At least 41 people have been killed and at least 1,500 injured in the second earthquake to hit Japan in two days.
The earthquake had a powerful 7.3 magnitude which was felt across the Kumamoto region on the southwestern island of Kyushu at 1.25am on Saturday local time, leaving hundreds of thousands without electricity or water.
The quake struck at a depth of 12 kilometres and followed a magnitude 6.2 earthquake, at a depth of 11 kilometres, which hit on Thursday in the same region.
Numerous buildings have collapsed and rescuers were digging through rubble, mud and debris to try and reach those trapped, but continued aftershocks hindered rescue efforts and fuelled fears of more powerful quakes.

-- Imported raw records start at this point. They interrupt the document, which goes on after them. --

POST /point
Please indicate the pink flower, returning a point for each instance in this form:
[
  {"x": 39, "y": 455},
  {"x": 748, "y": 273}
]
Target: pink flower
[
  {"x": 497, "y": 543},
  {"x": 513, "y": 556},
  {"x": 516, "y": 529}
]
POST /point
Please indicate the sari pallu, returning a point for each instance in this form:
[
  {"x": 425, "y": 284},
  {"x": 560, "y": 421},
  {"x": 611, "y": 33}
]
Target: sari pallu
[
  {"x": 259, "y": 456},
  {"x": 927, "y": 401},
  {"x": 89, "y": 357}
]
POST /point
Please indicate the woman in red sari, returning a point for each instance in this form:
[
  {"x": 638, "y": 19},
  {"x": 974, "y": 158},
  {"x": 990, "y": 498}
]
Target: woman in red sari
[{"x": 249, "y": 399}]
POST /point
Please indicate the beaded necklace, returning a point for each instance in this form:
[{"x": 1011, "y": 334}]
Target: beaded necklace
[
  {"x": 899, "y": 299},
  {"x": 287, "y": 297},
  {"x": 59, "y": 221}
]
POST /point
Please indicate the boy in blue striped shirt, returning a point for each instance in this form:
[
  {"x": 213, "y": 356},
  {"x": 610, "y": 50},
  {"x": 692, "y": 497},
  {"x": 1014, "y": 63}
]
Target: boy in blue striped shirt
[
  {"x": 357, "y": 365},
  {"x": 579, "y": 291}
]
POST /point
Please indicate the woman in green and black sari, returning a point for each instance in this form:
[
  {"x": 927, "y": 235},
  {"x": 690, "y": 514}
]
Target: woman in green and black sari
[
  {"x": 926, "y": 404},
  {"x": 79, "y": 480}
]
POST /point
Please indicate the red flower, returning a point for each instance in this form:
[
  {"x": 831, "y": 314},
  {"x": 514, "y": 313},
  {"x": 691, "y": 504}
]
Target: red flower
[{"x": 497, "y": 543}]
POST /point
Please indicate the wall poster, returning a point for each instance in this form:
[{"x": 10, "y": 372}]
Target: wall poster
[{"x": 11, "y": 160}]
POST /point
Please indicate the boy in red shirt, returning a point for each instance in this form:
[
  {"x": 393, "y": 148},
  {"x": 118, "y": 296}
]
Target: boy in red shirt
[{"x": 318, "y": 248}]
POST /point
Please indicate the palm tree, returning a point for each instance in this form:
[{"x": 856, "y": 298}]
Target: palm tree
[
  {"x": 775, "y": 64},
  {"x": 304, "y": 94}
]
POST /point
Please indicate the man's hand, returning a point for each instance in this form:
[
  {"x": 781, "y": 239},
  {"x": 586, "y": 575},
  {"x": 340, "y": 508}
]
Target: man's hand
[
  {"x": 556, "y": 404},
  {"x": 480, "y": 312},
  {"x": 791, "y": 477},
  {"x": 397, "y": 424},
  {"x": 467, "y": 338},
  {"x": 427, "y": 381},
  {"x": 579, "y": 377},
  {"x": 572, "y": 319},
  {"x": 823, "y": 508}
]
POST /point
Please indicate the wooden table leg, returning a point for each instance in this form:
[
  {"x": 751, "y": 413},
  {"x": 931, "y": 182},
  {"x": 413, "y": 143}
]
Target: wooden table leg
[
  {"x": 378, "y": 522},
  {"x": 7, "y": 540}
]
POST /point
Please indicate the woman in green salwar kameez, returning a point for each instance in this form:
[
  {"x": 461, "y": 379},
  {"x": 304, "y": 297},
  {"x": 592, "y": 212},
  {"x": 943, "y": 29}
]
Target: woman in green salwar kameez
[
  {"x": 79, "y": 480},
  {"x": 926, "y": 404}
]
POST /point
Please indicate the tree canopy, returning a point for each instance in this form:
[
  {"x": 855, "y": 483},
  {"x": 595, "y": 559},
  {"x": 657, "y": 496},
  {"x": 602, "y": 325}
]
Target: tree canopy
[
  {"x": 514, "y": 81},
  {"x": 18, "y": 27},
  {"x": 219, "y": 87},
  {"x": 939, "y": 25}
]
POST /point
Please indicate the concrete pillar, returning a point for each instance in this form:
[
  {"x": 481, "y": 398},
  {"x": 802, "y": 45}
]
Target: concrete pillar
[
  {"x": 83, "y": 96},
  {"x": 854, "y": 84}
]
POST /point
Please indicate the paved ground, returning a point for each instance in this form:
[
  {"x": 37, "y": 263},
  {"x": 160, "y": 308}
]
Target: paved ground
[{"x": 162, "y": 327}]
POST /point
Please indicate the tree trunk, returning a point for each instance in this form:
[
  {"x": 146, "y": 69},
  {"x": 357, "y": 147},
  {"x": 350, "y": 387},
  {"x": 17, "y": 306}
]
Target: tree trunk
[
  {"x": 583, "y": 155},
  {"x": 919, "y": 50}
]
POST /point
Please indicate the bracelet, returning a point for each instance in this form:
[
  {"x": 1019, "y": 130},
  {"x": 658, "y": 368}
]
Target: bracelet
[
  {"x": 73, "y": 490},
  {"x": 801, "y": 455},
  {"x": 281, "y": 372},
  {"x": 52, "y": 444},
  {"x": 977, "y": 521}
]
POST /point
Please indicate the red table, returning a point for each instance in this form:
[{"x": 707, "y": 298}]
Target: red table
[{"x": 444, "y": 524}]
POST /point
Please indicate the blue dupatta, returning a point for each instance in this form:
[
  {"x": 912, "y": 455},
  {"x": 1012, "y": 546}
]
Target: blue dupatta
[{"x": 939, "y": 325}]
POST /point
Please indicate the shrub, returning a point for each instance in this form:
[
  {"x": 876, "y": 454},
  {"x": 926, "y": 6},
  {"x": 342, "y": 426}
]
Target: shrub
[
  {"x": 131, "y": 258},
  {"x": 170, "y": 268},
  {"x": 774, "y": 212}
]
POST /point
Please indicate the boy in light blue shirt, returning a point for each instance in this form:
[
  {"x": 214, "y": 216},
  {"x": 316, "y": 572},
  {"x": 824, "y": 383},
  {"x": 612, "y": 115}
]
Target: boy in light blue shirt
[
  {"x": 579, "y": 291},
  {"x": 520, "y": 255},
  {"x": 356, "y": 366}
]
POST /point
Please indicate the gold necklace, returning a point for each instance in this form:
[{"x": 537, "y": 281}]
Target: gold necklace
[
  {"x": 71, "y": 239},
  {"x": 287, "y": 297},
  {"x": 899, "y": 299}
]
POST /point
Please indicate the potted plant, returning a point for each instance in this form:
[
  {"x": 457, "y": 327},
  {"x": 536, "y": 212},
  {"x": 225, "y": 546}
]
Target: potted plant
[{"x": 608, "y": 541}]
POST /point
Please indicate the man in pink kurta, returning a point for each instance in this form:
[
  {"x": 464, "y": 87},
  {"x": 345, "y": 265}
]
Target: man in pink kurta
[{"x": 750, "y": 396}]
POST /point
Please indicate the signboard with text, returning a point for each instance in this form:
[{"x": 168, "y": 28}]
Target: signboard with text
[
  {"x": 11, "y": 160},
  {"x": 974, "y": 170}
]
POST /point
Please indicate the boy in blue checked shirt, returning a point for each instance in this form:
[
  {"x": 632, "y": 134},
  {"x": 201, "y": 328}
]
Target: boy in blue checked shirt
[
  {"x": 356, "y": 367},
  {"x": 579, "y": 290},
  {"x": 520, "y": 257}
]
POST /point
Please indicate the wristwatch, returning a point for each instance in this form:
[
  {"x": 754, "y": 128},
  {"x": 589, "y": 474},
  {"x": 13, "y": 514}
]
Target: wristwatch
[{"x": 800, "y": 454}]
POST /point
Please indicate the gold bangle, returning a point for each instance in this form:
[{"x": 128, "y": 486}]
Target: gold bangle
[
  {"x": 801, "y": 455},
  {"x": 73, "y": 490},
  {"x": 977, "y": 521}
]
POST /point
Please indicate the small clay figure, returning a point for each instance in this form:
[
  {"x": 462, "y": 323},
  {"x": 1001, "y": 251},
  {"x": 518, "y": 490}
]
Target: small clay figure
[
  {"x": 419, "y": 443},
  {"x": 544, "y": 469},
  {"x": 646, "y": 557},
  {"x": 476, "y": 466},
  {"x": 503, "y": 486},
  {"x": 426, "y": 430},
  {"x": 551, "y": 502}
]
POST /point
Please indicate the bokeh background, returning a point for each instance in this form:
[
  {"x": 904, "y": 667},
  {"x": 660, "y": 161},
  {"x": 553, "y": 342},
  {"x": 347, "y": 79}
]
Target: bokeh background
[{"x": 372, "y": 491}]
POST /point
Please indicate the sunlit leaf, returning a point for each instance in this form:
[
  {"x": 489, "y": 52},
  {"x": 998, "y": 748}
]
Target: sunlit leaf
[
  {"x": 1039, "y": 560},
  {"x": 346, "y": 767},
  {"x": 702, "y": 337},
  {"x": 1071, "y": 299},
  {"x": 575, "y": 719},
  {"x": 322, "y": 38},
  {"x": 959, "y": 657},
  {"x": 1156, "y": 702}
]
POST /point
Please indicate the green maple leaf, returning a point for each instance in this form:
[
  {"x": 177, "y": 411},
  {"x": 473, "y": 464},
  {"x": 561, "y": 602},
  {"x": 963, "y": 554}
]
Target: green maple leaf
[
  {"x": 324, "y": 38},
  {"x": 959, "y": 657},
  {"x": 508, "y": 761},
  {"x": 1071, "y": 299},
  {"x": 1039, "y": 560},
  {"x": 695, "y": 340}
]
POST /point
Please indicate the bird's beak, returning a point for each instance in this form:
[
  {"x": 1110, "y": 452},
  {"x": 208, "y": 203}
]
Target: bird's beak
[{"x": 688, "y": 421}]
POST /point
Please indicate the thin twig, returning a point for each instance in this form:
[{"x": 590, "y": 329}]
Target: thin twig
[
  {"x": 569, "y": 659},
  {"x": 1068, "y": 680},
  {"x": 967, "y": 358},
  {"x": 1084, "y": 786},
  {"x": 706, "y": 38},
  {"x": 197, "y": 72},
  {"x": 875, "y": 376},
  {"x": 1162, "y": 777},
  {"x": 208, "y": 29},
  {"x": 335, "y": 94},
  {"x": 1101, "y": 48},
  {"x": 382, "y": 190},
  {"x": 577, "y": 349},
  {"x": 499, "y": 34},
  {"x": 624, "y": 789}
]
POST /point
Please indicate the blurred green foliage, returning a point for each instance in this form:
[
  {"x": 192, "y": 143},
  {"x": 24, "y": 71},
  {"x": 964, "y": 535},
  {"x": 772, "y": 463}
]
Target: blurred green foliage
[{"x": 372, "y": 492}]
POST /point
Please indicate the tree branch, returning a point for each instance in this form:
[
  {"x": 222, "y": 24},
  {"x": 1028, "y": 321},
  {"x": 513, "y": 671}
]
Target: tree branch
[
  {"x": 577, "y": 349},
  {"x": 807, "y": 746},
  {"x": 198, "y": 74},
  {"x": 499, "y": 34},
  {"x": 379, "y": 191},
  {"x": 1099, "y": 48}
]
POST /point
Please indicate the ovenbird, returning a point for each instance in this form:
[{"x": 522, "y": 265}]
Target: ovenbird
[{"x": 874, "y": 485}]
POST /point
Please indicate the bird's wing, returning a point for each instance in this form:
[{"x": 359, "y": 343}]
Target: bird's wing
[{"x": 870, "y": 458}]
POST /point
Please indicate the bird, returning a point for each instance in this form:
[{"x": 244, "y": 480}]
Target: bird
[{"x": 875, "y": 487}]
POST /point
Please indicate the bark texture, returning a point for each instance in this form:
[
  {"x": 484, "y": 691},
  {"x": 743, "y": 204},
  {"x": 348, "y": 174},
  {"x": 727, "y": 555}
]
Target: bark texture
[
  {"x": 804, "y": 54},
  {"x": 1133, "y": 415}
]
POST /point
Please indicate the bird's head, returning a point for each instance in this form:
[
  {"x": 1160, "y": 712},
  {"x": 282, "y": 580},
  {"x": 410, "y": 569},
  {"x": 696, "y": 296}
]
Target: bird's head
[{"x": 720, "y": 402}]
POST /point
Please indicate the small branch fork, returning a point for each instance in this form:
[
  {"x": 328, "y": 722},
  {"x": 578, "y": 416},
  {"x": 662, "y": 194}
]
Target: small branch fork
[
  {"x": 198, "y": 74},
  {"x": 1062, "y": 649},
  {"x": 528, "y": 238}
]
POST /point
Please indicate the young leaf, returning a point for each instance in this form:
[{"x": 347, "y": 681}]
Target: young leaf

Thousands of soldiers were being sent to the scene to help.
Kumamoto Prefectural official Tomoyuki Tanaka said the death toll was expected to climb and at least 180 of the people injured were in serious condition. Around 90,000 people have been displaced and some are being sheltered in schools and official buildings.
People have been lining up for food rations at shelters, some distributed by the military, and most shops have run out of stock. In more remote areas, others have been stranded with some vulnerable people being airlifted out.
The worsening weather has further complicated the situation, with the tremors and heavy rain setting off landslides.
One of the hardest hit areas was the village of Minamiaso in the Kumamoto Prefecture, where a huge landslide tore open a mountainside from top to bottom, completely covering a highway at the bottom.
Other landslides caused houses to be swamped by mud, with heavy machinery being used in an effort to recover their inhabitants.
Police received reports of 97 cases of people trapped or buried under collapsed buildings, while 10 people were caught in landslides, Japanese news agency Kyodo News reported.
The landslides have also caused significant damage to infrastructure:
"Nothing is more important than human life and it's a race against time," said Prime Minister Shinzo Abe, warning rescue efforts were critical with stormy and wet weather forecast overnight, which could further damage weakened buildings and cause landslides.
"I want rescue activities to continue with the utmost effort," Mr Abe said at a government meeting after the disaster.
The quake triggered a tsunami advisory which was later lifted and no irregularities were reported at three nuclear power plants in the area, a senior government official said.
The walls of Kumamoto Castle, which had previously withstood bombardment and fire in its four centuries of existence, were also breached. The fortification in the city of Kumamoto has stood as one of Kyushu's icons ever since it was built in 1607 but a large section of the stone wall housing the castle has collapsed in a dusty heap.
The US Geological Survey estimated there was a 72 per cent likelihood of economic damage exceeding $10 billion, adding that it was too early to be specific.
Electronics giant Sony Corp said a factory producing image sensors for smartphones will remain closed while it assesses the damage from the quakes. Toyota Motor Corp halted production at three plants which produced vehicles, engines and trans-axles in Fukuoka. Toyota said there was no damage at its plants, but it was checking the status of its suppliers. It will decide on Sunday whether to resume production. Nissan Motor Co Ltd stopped production at its Fukuoka plant which produced vehicles.
The Japan Meteorological Agency said that Saturday earthquake may have been the main quake, with the earlier one on Thursday a precursor. The quakes' epicenters have been relatively shallow — about 10 kilometres (6 miles) — and close to the surface, resulting in more severe shaking and damage.
However, the danger for residents is not yet over and the Japanese Meteorological Agency reported more than 230 aftershocks of at least level 1 on the Japanese scale since Thursday's shock.
"We have already seen several of the mid to upper 5 plus magnitude range, and over the next several days and weeks, we would not be surprised to see more earthquakes of this size," said John Bellini, a geophysicist with the US Geological Survey.
In addition, a small eruption occurred at a volcano in southern Japan the earthquake, spouting out 100 meters of smoke. However, this volcanic activity is relatively normal for the area and the Japanese Meteorological Agency has kept its alert level at 2, on a scale of 5, for Mt. Aso.
British Prime Minister David Cameron said he was "deeply saddened" by the news and added the UK was "ready to do what it can to support Japan's response in Kumamoto".
The Indian Prime Minister also tweeted his thoughts:
A spokesman for the US government said America was ready to provide “any and all assistance” that might be needed by Japan.